I start with the following lemma
Lemma 1.(Fundamental inclusion for convex sets) Let $C$ be a closed subset of $\mathbb{R}^n$. Then, $C$ is convex if and only if
\begin{equation*} \int_\Omega f\;d\mu \in C \end{equation*} for all
measures spaces $(\Omega,\mu)$ with $\mu(\Omega) = 1$ and all
$\mathbb{R}^n$-valued integrable functions $f$ on $\Omega$ satisfying
$f(x)\in C$ for $\mu$-a.e. $x\in\Omega$.
A proof can be given based on Hahn-Banach theorem (strictly separable):
Proof: Assume the latter condition holds, we show that $C$ is convex. Let $x,y\in C$ and $\lambda\in (0,1)$, we consider $\Omega =
\{0,1\}$ with the discrete $\sigma$-algebra, $\mu$ be the discrete
measure $\mu(\{0\}) = \lambda$ and $\mu(\{1\}) = 1-\lambda$, and
$f:\Omega\longrightarrow C$ defined by $f(0) = x$ and $f(1) = y$, then
clearly $\int_\Omega f\;d\mu = \lambda x+ (1-\lambda)y \in C$ and
therfore $C$ is convex. Conversely, if $C$ is convex, we prove by
contradiction. Assume that there exists $(\Omega,\mu)$ and $f$ as
above but \begin{equation*} x_0 = \int_\Omega f\;d\mu \notin C.

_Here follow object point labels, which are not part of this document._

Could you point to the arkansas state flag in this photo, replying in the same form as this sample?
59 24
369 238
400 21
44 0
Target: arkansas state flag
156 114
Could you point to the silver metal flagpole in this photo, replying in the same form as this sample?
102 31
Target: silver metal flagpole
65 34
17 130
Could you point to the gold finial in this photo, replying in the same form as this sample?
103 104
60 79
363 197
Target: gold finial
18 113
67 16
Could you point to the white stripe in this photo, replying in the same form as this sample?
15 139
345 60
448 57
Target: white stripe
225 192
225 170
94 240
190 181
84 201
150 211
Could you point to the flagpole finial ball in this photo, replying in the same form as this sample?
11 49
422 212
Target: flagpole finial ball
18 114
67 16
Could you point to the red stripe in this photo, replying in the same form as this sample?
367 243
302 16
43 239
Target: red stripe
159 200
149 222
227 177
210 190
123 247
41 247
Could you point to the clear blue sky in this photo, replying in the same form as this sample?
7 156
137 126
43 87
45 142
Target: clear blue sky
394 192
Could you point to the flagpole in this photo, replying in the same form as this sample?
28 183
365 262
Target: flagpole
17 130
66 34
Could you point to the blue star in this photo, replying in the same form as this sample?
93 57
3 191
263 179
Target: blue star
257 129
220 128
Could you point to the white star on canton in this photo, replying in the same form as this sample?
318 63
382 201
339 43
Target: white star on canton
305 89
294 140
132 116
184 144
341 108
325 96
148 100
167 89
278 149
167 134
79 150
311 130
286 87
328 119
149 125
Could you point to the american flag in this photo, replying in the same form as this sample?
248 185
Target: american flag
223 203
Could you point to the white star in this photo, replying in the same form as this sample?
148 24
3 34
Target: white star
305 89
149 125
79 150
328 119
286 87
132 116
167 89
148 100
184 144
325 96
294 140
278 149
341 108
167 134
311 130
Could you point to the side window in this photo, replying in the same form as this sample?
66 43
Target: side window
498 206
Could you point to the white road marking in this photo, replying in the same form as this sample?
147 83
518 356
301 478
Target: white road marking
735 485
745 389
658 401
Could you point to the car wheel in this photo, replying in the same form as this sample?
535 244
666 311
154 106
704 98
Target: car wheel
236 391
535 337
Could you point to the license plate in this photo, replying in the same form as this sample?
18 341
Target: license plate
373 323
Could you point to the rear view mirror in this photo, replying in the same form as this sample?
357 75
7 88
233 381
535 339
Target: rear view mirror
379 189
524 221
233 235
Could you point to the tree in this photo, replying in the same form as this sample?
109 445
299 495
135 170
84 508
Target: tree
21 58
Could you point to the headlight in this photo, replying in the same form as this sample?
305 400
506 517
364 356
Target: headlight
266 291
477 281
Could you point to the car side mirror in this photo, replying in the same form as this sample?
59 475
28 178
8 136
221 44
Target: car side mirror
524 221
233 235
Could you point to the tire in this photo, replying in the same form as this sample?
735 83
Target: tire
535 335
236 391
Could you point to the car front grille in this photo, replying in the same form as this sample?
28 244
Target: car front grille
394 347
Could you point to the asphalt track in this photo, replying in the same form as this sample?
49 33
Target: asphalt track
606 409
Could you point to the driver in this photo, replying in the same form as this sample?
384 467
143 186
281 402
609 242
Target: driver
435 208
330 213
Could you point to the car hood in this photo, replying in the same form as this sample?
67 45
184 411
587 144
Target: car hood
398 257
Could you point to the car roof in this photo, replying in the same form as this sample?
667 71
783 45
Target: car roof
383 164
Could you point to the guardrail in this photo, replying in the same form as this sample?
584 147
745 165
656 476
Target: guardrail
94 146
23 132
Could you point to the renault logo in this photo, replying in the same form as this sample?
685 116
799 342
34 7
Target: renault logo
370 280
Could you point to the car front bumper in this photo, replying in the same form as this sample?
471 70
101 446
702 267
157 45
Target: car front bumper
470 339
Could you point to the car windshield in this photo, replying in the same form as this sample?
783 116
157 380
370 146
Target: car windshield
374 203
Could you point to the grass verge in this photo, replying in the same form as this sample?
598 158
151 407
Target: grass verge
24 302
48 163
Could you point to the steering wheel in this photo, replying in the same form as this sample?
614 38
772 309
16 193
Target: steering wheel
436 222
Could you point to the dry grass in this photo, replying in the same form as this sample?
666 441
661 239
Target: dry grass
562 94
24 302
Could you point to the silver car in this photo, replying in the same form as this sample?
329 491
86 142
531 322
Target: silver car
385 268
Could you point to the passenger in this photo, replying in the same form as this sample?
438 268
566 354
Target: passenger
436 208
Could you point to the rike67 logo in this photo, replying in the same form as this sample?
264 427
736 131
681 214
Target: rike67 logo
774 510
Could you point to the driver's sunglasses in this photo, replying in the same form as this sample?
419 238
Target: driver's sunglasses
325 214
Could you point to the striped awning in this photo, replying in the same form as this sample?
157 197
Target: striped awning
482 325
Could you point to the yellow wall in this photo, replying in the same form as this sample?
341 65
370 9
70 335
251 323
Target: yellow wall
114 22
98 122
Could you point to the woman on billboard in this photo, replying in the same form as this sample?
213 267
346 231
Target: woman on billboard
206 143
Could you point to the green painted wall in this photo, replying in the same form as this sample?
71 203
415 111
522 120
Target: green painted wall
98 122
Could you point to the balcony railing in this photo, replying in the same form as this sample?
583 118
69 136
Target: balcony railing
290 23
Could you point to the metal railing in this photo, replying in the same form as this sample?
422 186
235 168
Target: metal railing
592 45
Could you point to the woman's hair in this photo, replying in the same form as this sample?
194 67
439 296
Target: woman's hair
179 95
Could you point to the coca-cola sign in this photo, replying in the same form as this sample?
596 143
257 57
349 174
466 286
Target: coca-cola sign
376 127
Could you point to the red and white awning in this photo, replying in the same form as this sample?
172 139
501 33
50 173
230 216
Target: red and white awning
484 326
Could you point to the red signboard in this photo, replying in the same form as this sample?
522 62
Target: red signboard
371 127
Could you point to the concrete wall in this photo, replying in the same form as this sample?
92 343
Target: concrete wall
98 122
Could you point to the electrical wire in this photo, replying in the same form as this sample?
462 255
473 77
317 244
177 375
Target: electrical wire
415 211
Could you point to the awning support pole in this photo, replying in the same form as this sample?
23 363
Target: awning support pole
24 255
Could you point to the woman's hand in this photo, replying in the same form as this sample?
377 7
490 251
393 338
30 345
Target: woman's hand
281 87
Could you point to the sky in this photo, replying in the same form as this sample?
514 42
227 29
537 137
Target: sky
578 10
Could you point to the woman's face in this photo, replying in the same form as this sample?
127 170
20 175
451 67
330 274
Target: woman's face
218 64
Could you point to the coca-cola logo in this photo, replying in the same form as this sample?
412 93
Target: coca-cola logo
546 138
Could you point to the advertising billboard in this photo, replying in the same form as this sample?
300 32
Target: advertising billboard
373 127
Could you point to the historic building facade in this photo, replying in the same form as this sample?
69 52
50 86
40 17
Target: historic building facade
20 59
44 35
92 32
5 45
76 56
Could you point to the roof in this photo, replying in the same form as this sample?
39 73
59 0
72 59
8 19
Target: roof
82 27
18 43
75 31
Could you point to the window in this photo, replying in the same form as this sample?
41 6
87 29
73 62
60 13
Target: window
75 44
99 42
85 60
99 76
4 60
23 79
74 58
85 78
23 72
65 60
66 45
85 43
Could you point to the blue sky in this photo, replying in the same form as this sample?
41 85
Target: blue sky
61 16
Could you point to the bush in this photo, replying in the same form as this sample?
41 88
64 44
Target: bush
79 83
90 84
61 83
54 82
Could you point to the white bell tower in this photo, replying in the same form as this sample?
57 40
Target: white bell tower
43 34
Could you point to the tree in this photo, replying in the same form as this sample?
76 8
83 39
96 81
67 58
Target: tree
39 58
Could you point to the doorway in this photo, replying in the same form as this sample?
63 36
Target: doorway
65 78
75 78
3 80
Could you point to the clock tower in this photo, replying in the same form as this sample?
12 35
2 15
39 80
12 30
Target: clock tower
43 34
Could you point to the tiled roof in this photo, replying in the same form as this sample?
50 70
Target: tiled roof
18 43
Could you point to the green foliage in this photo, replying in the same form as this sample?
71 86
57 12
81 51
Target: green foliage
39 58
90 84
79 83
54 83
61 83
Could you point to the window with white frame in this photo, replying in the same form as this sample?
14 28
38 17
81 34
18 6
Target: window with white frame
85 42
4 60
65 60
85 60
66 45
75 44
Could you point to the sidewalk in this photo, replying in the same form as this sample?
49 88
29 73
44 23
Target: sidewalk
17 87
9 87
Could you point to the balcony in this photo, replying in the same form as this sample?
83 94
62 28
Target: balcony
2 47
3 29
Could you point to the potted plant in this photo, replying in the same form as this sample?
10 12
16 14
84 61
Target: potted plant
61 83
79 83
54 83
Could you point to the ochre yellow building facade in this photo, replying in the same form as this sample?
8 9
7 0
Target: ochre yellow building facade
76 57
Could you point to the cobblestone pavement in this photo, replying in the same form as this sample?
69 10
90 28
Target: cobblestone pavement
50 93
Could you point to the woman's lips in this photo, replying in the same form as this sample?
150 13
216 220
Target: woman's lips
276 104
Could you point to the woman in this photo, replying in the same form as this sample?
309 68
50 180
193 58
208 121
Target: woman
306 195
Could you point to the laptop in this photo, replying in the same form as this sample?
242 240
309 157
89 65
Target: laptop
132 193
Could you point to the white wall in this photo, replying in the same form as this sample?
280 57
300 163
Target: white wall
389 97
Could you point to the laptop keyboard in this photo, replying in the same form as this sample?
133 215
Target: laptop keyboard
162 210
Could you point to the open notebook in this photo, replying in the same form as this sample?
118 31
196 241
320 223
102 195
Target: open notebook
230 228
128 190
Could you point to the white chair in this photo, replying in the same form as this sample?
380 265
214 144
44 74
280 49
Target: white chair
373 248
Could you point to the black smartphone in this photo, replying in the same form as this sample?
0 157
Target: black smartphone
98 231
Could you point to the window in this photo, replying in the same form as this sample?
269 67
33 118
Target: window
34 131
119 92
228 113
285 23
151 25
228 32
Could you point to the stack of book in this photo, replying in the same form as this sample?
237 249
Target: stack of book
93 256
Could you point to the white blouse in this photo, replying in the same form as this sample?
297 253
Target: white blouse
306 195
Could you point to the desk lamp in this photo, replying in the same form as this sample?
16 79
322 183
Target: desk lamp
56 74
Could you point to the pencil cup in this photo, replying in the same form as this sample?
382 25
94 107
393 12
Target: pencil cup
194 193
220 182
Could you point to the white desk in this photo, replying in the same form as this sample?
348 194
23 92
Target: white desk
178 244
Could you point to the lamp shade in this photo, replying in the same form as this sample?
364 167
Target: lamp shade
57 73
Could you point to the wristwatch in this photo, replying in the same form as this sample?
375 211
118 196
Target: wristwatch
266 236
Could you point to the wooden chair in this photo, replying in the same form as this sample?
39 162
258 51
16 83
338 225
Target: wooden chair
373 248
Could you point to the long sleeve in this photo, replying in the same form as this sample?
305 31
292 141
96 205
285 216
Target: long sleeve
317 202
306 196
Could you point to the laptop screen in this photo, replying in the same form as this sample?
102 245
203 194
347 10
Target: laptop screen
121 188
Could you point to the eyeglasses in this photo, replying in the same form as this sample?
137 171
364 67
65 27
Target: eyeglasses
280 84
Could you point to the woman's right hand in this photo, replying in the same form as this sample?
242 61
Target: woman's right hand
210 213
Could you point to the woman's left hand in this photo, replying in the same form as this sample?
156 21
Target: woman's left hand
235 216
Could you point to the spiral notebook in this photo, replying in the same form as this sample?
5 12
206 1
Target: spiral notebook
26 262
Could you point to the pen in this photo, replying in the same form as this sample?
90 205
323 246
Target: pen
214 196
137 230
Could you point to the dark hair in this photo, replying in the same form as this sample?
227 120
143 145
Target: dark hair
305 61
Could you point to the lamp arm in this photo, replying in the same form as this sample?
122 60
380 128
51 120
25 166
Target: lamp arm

\end{equation*} Using Hahn-Banach theorem\footnote{In $\mathbb{R}^n$
then every two nonempty disjoint convex sets are separable by a closed
hyperplane.}, there exists $\xi\in \mathbb{R}^n$ and $\alpha\in
\mathbb{R}$ such that \begin{equation*} \xi\cdot x < \alpha < \xi\cdot
x_0 \qquad\text{for all}\qquad x\in C. \end{equation*} But since
$f(z)\in C$ for $\mu$-a.e. $z\in \Omega$, we also have
\begin{equation*} \alpha<\xi\cdot x_0 = \xi\cdot\left(\int_\Omega
f\;d\mu\right) = \int_\Omega \xi\cdot f(z)\;d\mu(z) \leq \alpha
\end{equation*} which is a contradiction.
Using that lemma we can prove the Jensen inequality with the assumption $\Phi$ is lower semicontinuous as following (we need $\mathrm{epi}(\Phi)$ to be closed so that we can use strictly separation of Hahn Banach theorem)
Theorem [Jensen inequality for convex l.s.c. functions] Let $(\Omega,\mathcal{A},\mu)$ be a probability space, i.e., $\mu(\Omega)
= 1$. If $f$ is a function $\Omega\longrightarrow\mathbb{R}^n$ such that it is $\mu$-integrable and if $\Phi$ is a l.s.c. convex function
$\mathbb{R}^n\longrightarrow\mathbb{R}$ then \begin{equation*}
\Phi\left(\int_\Omega f\;d\mu\right) \leq \int_\Omega\Phi\circ
f\;d\mu. \end{equation*}Proof. Let us define $C = \mathrm{epi}\;\Phi = \{(x,\lambda)\in \mathbb{R}^n\times\mathbb{R} :\Phi(x)\leq \lambda\}$. Since $\Phi$ is
convex l.s.c, $C$ is a closed convex subset of $\mathbb{R}^{n+1}$. Let
us define \begin{equation*}
\mathcal{F}:\Omega\longrightarrow\mathbb{R}^n\times\mathbb{R}
\qquad\text{by}\qquad \mathcal{F}(z) = \big(f(z),\Phi(f(z))\big).
\end{equation*} It is clear that $\mathcal{F}(z)\in \mathrm{epi}\;\Phi
= C$ for $\mu$-a.e. $z\in \Omega$, hence by Lemma 1 we deduce that \begin{equation*} \int_\Omega \mathcal{F}(z)\;dz =
\left(\int_\Omega f\;d\mu, \int_\Omega \Phi\circ f\;\mu\right) \in
\mathrm{epi}\;\Phi \end{equation*} which gives us our desired claim.
My question is,
We have a version of Hahn Banach theorem saying that in $\mathbb{R}^n$, any two nonempty disjoint convex sets can be separated by a closed hyperplane (not strictly seperated). Can we use that to relax the condition $\Phi$ is lower semicontinuous in Lemma 1 so that we can generalize Jensen inquality without l.s.c. assumption?
Best Answer
If $\Phi\colon \mathbb{R}^n\to\mathbb{R}$ is a convex function, then it is continuous.
You can have problems if $\Phi$ is extended-valued.